The suspects are accused of violating the Banking Act by conducting unauthorized foreign exchange transactions between June and December of last year.
Police have not disclosed whether the two suspects have admitted to the charges.

According to police, the pair solicited clients — primarily Chinese exchange students — through social media and word-of-mouth.
In one confirmed instance, the suspects received a transfer of Chinese yuan via an electronic payment service from a client. In return, they handed over approximately 1.2 million yen in cash inside a room of a luxury apartment in Shinjuku.
Investigators believe the unauthorized exchange was part of a larger money-laundering scheme for specialized fraud rings, whose members pose as persons of authority over the telephone in swindling victims out of cash.

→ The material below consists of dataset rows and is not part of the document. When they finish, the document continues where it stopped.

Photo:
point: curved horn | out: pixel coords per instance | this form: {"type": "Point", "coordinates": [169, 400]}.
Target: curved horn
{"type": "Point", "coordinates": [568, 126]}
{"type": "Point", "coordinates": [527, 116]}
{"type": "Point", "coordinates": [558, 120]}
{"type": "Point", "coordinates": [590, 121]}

Police suspect the Japanese yen distributed to the students was sourced directly from an ukeko (cash receiver) and dashiko (cash withdrawer) working for a specialized fraud syndicate.
By trading the fraudulently obtained yen for digital yuan, the group effectively washed the dirty money.
Police are continuing its investigation to uncover the full extent of the network’s money-laundering activities.